Un tipo de alarma de proximidad vinculada directamente a los invitados registrados.
La alerta fue breve, evidentemente una señal de que los ejecutivos de la estación de transmisión valoraban la puntualidad.
Aunque, antes de que Kieran pudiera entrar tras las cortinas de terciopelo que separaban el set de la estación de la entrada que parecía casi una obra en construcción, se detuvo.
No porque fuera obligado físicamente, sino porque podía sentir varios ojos clavados en él desde atrás.
Un par exudaba malicia sin ocultar, odio e incluso la intención de causar daño.
Otro par parecía más bien curioso, lleno de una evaluación contemplativa.

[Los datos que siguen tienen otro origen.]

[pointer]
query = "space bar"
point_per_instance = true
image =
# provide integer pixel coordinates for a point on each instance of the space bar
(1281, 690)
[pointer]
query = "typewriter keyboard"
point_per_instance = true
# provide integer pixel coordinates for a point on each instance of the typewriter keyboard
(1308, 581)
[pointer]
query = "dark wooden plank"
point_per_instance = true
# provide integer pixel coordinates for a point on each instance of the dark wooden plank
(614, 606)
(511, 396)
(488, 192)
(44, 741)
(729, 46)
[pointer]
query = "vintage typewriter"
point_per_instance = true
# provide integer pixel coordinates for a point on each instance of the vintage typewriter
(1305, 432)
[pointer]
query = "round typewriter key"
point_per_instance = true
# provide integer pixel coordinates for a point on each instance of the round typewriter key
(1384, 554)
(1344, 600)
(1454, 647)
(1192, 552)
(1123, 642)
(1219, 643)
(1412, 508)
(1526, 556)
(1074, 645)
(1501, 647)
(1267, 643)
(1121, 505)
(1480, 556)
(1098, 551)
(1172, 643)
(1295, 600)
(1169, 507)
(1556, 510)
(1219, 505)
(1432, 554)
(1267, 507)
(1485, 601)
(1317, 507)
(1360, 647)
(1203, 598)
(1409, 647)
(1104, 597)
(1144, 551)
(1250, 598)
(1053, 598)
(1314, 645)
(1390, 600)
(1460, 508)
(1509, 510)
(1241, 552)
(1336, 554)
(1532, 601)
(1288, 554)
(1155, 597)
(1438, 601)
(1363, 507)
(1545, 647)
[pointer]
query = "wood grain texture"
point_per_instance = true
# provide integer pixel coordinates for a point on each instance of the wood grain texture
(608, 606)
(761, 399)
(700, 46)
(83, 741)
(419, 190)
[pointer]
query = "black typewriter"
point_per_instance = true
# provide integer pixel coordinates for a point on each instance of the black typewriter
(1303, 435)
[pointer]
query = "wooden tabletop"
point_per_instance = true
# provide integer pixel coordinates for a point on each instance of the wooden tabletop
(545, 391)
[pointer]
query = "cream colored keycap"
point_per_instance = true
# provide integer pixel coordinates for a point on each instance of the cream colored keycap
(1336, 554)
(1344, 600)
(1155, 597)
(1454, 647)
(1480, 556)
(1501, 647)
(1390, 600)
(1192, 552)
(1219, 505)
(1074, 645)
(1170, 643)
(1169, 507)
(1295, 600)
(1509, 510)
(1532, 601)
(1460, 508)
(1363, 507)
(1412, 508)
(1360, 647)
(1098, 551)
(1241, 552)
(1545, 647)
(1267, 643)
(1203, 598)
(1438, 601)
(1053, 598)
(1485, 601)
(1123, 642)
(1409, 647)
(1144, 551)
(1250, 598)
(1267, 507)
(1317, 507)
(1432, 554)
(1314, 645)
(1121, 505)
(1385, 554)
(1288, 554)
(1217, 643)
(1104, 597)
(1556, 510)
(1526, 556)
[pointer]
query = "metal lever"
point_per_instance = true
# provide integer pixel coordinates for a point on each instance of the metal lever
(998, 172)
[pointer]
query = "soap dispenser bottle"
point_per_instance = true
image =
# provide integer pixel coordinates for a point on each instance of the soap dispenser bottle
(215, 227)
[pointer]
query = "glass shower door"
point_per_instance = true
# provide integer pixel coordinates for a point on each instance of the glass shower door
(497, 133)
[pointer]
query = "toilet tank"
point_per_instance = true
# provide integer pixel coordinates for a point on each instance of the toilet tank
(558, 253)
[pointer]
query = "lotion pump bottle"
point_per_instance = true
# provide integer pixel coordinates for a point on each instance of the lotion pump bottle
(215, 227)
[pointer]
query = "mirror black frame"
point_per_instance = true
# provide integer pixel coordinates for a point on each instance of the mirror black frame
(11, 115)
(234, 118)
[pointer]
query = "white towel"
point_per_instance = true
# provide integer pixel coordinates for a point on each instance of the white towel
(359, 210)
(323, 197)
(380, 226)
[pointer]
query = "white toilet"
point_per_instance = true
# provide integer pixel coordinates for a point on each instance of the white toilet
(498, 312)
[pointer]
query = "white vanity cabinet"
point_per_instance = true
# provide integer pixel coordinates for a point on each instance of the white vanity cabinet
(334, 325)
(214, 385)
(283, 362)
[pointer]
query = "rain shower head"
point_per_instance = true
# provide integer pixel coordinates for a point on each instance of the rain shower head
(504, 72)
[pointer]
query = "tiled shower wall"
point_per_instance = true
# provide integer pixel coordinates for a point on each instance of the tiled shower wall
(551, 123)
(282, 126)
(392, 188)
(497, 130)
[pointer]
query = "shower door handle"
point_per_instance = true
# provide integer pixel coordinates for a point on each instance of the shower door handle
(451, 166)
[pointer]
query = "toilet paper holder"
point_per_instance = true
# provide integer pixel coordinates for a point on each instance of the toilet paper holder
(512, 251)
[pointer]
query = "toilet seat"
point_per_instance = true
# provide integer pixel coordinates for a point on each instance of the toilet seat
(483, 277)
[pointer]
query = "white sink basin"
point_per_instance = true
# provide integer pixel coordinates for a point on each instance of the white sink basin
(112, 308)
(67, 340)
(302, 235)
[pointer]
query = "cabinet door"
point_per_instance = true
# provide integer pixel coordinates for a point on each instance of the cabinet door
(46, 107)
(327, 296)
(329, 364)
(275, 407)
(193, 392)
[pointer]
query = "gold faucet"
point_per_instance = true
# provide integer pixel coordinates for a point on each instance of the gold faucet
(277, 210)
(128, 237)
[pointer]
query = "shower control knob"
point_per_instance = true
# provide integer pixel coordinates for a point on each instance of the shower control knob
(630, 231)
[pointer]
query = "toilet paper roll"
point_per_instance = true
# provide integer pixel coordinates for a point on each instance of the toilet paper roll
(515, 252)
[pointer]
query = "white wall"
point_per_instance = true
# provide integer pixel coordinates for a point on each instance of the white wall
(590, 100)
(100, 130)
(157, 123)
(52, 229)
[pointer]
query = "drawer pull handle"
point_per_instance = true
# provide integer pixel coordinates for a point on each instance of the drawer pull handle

Y el último par sentía competencia.
La suma de estas miradas no correspondidas hizo que Kieran sonriera con suficiencia, deslizara perezosamente sus manos en sus bolsillos y finalmente mirara por encima del hombro, encontrándose con parte de esta “competencia”.
La expresión de Kieran no era precisamente de autosuficiencia, pero tampoco era educada.
Más que eso, sus ojos ocultaban una luz de desinterés que no podía obligarse a eliminar.
Quizás era algo infantil de su parte rebajarse a este nivel, pero decidió entender la razón o quizás solo la agenda de estos invitados sorpresa.
Con calma, Kieran reconoció a todos los que se clavaban en él con miradas variadas.
—Alma Perdida…
Daedric…
En cuanto a la mirada final, pertenecía a un jugador que, aunque no había causado mucha impresión en Kieran en esta línea de tiempo…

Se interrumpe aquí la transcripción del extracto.